The Sikhs are the proverbial bone stuck in the RSS’s gullet

Bikram Singh Majithia, cabinet minister in the Punjab government at the time, ties a turban on Narendra Modi, who was then a prime ministerial hopeful, during an election campaign in Amritsar in April 2014. Sameer Sehgal / Hindustan Times
25 September, 2023

The transformation of the relationship between Prime Minister Narendra Modi and the Sikhs embodies the problems the community faces in a climate where the Rashtriya Swayamsevak Sangh’s worldview prevails in the country. The story begins with a photo the Bharatiya Janata Party would once display with great pride, of a turbaned Modi disguised as a Sikh, to hide from the government clampdown during the Emergency. Nearly fifty years later, stranded on a flyover in Punjab because of protesting farmers, Modi was to declare that he felt his life was in danger from the same community that he once used as a shield.

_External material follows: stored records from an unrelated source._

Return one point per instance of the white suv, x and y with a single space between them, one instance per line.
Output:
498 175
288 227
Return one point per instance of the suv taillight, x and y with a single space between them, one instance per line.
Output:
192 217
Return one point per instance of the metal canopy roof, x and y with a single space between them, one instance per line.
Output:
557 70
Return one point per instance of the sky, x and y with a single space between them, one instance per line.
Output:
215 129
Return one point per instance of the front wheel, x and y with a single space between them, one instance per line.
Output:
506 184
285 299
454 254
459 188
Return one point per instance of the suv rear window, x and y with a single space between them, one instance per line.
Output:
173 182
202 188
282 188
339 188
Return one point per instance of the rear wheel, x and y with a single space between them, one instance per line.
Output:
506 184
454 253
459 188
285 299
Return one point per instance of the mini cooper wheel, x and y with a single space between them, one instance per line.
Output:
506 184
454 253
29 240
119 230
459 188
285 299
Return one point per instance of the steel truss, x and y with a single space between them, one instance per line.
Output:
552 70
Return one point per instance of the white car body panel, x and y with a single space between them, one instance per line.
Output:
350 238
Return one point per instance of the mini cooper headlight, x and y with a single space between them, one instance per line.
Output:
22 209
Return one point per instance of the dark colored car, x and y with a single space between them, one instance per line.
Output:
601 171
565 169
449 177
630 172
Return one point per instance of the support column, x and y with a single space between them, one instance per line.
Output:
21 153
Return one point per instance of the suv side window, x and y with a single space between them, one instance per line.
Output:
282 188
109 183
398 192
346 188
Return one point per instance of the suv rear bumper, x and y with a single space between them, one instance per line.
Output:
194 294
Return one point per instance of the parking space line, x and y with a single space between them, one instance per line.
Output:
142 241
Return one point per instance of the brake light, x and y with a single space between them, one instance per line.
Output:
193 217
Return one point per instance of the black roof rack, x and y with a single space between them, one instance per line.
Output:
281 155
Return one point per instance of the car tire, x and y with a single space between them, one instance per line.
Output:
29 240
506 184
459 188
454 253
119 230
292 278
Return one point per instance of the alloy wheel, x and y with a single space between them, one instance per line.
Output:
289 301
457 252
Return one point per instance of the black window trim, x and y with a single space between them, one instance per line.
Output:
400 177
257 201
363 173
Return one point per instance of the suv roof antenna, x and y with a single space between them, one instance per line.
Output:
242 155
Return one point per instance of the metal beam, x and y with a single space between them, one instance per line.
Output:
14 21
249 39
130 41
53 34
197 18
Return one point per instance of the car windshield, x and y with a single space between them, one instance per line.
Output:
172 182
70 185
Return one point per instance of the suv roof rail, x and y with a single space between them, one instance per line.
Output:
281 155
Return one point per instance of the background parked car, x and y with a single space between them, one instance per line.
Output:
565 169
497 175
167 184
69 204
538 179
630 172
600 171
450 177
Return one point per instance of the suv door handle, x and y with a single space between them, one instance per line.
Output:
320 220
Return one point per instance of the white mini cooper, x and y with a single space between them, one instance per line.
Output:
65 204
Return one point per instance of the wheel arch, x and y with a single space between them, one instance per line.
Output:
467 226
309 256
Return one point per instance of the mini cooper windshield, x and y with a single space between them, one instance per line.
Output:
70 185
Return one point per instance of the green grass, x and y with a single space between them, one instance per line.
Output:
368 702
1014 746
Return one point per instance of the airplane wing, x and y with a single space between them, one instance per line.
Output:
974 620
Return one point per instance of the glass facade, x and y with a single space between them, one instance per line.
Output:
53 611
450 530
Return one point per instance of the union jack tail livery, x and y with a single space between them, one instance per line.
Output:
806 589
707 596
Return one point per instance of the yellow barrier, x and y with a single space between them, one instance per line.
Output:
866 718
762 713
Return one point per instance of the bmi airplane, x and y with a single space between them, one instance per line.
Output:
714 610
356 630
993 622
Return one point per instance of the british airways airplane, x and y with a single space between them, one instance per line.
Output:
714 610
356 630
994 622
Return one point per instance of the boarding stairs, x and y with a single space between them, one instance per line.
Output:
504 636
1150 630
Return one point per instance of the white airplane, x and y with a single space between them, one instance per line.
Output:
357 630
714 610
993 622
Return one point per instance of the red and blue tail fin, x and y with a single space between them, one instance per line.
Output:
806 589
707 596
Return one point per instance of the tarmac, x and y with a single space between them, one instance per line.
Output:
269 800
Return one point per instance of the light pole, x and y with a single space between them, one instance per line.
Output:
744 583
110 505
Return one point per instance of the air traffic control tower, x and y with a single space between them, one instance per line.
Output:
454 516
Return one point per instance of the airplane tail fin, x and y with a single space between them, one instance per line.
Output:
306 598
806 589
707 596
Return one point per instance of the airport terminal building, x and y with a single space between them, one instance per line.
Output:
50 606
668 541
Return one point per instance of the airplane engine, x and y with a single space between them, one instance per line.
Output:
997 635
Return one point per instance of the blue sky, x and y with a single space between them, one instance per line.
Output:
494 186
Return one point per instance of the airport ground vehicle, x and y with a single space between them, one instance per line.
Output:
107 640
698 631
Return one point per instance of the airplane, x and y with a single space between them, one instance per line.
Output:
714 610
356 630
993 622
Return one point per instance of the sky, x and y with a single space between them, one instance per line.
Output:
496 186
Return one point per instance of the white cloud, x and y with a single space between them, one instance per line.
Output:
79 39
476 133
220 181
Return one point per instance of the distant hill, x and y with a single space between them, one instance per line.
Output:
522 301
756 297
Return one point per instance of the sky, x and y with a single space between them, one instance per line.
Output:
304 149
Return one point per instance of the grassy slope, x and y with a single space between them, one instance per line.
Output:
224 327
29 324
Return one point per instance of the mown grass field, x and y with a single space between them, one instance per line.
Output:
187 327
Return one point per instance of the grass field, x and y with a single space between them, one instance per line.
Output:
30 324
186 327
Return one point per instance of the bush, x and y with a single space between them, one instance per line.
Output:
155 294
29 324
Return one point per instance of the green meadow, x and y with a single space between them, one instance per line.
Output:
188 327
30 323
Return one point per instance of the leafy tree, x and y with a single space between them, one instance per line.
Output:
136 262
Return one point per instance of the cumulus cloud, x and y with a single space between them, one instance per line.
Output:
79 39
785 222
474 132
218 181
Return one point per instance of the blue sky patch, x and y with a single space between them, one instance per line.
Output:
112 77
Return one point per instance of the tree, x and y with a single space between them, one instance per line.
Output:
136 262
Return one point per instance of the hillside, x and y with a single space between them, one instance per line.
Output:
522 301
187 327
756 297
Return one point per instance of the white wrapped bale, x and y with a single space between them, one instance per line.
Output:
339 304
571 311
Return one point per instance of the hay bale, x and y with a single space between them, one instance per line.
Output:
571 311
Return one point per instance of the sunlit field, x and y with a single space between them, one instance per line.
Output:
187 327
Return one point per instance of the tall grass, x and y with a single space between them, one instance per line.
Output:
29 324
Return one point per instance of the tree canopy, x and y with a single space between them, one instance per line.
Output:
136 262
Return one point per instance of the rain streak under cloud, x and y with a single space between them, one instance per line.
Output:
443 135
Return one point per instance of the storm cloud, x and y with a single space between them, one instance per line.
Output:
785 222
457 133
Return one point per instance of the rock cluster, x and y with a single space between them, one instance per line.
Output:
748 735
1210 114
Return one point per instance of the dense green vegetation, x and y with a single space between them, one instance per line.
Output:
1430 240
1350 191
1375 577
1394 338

This change in perception says less about the Sikhs than it does about Modi. His disguise was only an acknowledgement that the single most determined opposition to the Emergency had come from the Sikhs, and he was seeking shelter among people he was sure would keep him safe. But in doing so, he was also traducing the most basic facet of the Khalsa identity. The physical appearance of the Khalsa was always meant as an open declaration of one’s identity, especially to anyone who would want to threaten or persecute it. To use this identity as a disguise against repression was an insult to the very spirit in which the identity was instituted.

Such cowardice was again in evidence on the flyover. The farmers protests had promoted no violence, and the prime minister had the opportunity to just walk over to citizens of his country and talk to them about their concerns. Instead, he sat in his car, surrounded by his security wielding weapons against a non-existent threat. As he left from the nearest airport in Punjab, he reportedly said, “Thank your CM that I returned to the Bathinda Airport alive.”

The ease with which Sikhs transitioned from being protectors to threats in Modi’s mind is in keeping with how the RSS views the community. The community is to be praised when it is a useful instrument in institutions such as the army, but as and when it voices its own self-interest in terms unacceptable to the RSS, it becomes a threat.